Skip site navigation (1) Skip section navigation (2)

Re: optimising data load

From: Ron Johnson <ron(dot)l(dot)johnson(at)cox(dot)net>
To: PgSQL Novice ML <pgsql-novice(at)postgresql(dot)org>
Subject: Re: optimising data load
Date: 2002-05-23 02:40:07
Message-ID: 1022121607.19121.81.camel@rebel (view raw or flat)
Thread:
Lists: pgsql-novice
On Wed, 2002-05-22 at 16:05, John Taylor wrote:
> On Wednesday 22 May 2002 18:40, Ron Johnson wrote:
> > On Wed, 2002-05-22 at 08:45, John Taylor wrote:
> > > 
> > > Hi all,
> > > 
> > > I'm (still) working on an application to regularly populate my database with some data provided from
> > > a third party DB.
> > > 
> > > I'm still having really bad performance problems.
> > > There are 300,000 records to be inserted, but I'm only getting 10,000/hour.
> > > 30 hours to populate a single table is just not on.

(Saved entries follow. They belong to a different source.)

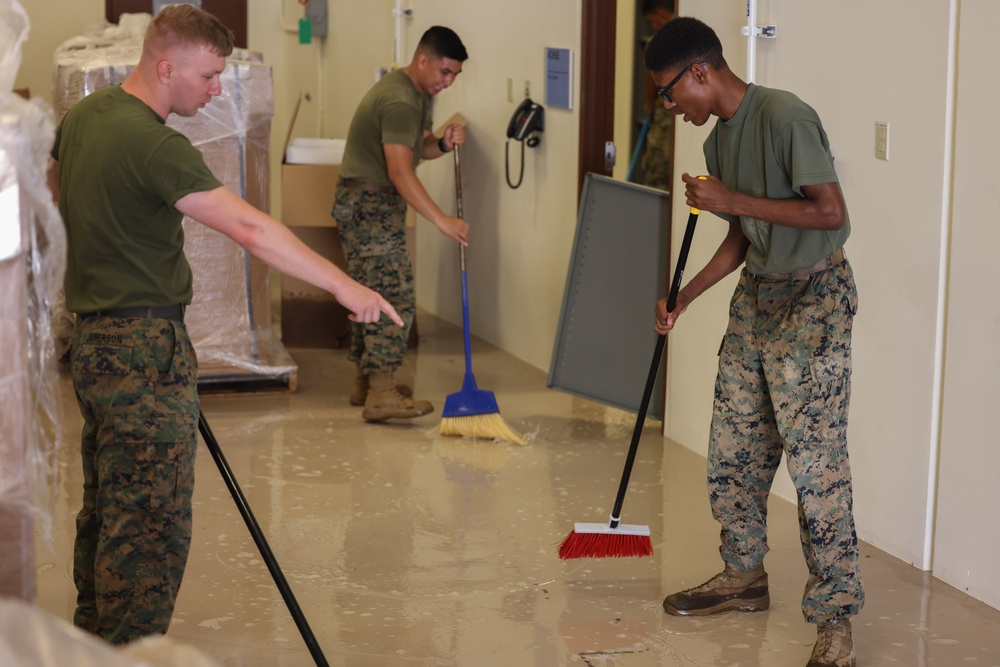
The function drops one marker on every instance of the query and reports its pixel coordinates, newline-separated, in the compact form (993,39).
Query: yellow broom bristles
(490,425)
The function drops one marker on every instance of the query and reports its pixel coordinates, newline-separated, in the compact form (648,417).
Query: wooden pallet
(225,380)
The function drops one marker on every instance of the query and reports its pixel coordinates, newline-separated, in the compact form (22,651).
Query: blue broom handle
(460,213)
(654,367)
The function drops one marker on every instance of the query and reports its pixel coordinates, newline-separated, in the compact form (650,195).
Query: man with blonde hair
(125,181)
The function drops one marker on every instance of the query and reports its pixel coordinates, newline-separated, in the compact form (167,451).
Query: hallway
(408,549)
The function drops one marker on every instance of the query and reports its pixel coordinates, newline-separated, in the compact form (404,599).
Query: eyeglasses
(664,92)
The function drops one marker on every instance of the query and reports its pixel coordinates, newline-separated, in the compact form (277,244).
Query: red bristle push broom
(616,539)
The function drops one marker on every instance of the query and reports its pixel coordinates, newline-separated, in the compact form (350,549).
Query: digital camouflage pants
(659,149)
(373,232)
(135,382)
(784,385)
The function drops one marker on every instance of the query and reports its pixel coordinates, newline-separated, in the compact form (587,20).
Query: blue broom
(472,411)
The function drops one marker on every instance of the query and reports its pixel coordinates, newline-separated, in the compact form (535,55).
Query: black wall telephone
(528,118)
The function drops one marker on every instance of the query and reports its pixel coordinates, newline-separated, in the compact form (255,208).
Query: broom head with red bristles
(598,540)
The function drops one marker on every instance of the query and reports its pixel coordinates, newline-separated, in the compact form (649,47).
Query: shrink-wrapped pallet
(230,317)
(32,263)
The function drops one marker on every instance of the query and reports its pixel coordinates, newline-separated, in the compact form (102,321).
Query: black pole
(675,286)
(262,546)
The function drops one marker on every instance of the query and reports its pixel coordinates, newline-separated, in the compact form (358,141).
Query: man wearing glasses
(783,384)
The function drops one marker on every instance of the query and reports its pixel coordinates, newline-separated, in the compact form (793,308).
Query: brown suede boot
(730,589)
(834,645)
(384,401)
(359,392)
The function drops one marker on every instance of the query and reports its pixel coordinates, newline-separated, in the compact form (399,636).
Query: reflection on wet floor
(407,548)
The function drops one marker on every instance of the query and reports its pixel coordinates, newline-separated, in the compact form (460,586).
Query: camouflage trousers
(784,385)
(373,232)
(136,385)
(659,149)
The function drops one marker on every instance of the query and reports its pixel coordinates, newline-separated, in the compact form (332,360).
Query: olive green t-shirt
(772,146)
(392,112)
(121,170)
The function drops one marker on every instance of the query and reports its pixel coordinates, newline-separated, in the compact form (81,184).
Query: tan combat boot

There must be something seriously bad going on.
> > 
> > From what I see of your INSERT statement, you are joining orderheader 
> > to orderlines and then inserting those records into orderlines.
> > Is that correct?
> 
> Yes, unfortunately I get incomplete data, so I need to select some details before inserting.
> 
> > 
> > I think I'd make a view from the SELECT portion.  Then, nightly:
> > 1. COPY out the view.
> > 2. Drop the index(es) on orderlines
> > 3. COPY into orderlines
> > 4. recreate indexes on orderlines.
> 
> So, how would I merge the data from the view with the data to copy in ?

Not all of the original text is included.